Beetlejuice666 schrieb:


> hingehen und ne Gegen-Demo aufziehen. Birkenstock tragendes Hippie Gesindel. Aber wir können das dan bei einem Fenchel Tee ausdiskutieren...


  wäre doch was genau daneben container aufstellen und sagen jeder der ein Messer abgibt darf sich aus dem andren Container ein spiel nehmen


----------



## Razor264 (15. Oktober 2009)

*AW: News - Amoklauf Winnenden: Aktionsbündnis organisiert*

Hm, spontane Gedanken, mal sehn.

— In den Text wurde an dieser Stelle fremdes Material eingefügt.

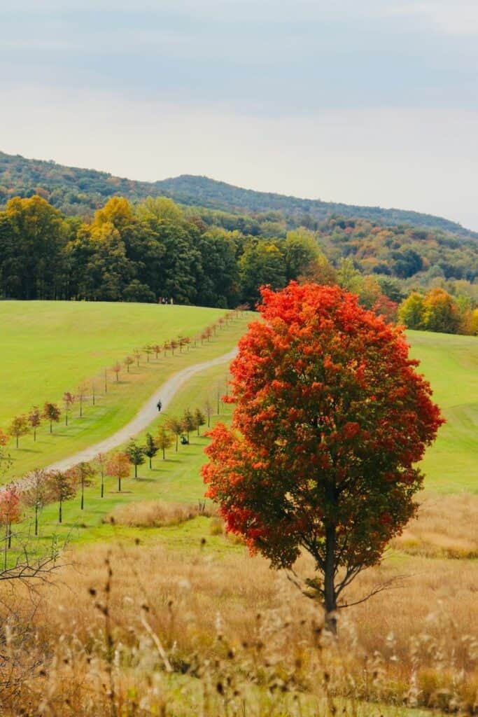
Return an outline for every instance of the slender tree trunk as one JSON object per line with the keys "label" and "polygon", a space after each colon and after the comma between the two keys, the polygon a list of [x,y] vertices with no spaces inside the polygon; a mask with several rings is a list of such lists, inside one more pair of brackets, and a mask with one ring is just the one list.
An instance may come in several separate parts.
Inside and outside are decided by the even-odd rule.
{"label": "slender tree trunk", "polygon": [[6,561],[7,561],[7,553],[9,548],[9,524],[8,522],[5,525],[5,548],[4,550],[4,570],[6,570]]}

Ich würde wohl die Entsorgung übernehmen XD und es wirkt ein bisschen wie Bücherverbrennung in Modern.

 Ne aber mal im ernst: wer wird da hingehen und ein Spiel wegschmeißen?
 - Die Jugendlichen, die es sich heimlich gekauft (im schlimmsten Fall raubkopiert) haben?
 - Die erwachsenen Spieler, die dafür ordentlich Kohle hingelegt haben (und dann noch mit geschnittenen Spielen vorlieb nehmen müssen)?
 - Die Eltern, die es ihren Kindern selber gekauft haben, da die es sich gewünscht haben (und die sich selber  mit dem Spiel garnicht auseinandergesetzt haben)?

 Ich tippe mal auf keine der drei Möglichkeiten. Somit bleibt es aus meiner Sicht dabei, dass die Aktion voll am Thema vorbei geht. Vielleicht sollten die lieber einen Aktionstag machen, an dem sie diese "gefährlichen" Spiele mal den Eltern näher bringen, sie also in das Thema kompetent einweihen, damit diese auch verstehen und nicht blindlings alles ihrem Schützling kaufen. Mehr Medienkompetenz würde es da deutlich mehr bringen, als pauschal alles zu verteufeln und eine moderne Form der Bücherverbrennung zu veranstalten.


----------



## CRIM50N (15. Oktober 2009)

*AW: News - Amoklauf Winnenden: Aktionsbündnis organisiert*

hmmmm, bücher verbrennung lässt grüßen, und dann unten noch die partner, mit freundlicher unterstützung ......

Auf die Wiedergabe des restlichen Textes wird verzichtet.